Dr. Flores is Director of the NIDDK/APA/PIDS/APS/ABP Research in Academic Pediatrics Initiative on Diversity (RAPID), which is now in its 11th year of NIH funding, and whose goal is to provide career development and advancement for diverse junior faculty clinician-investigators in academic pediatrics. He has provided two Congressional Briefings, US Senate and Congressional testimony, and DHHS and ACF briefings. He has been a consultant/NAC member for the US Surgeon General, IOM/NAM, CDC, NICHD, AMA, NHMA, First Focus, the DHHS Office of Civil Rights, and Sesame Workshop.

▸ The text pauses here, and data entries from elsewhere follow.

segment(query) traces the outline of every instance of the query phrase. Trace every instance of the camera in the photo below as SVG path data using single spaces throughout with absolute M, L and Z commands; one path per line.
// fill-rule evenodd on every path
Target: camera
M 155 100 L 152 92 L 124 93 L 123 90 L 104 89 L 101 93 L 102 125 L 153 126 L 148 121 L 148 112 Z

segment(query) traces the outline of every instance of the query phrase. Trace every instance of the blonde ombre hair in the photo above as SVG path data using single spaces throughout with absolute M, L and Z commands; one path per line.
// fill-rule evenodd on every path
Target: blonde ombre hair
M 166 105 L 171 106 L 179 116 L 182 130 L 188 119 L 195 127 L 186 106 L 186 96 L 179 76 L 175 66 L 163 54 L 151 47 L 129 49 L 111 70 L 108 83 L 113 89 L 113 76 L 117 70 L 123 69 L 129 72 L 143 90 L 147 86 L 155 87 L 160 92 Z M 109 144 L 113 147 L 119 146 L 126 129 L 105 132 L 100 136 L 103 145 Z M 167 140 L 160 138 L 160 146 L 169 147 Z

Throughout his career, Dr. Flores has been the recipient of several prestigious awards in child health research and advocacy. He has been awarded major grant funding by NICHD, NIDDK, AHRQ, CMS, the RWJ Foundation, and the Commonwealth Fund. He was a member of the Cradle to K Cabinet of Mayor of Minneapolis Betsy Hodges, and the National Advisory Committee of the RWJ Health Opportunity and Equity (HOPE) Measures. He drafted 2018 legislation which was signed into law by Congress and the President as part of CHIP reauthorization which makes organizations that use parent mentors eligible to receive $120 million in CMS grants for Medicaid and CHIP outreach and enrollment. There are now CMS-funded parent-mentor programs in 11 states and the Cherokee Nation. His 259 publications address a wide variety of research and policy issues, including racial/ethnic disparities in children’s health and health care, health equity, health policy, insuring the uninsured, social determinants of health, health services research, public and population health, language barriers in health care, and childhood obesity.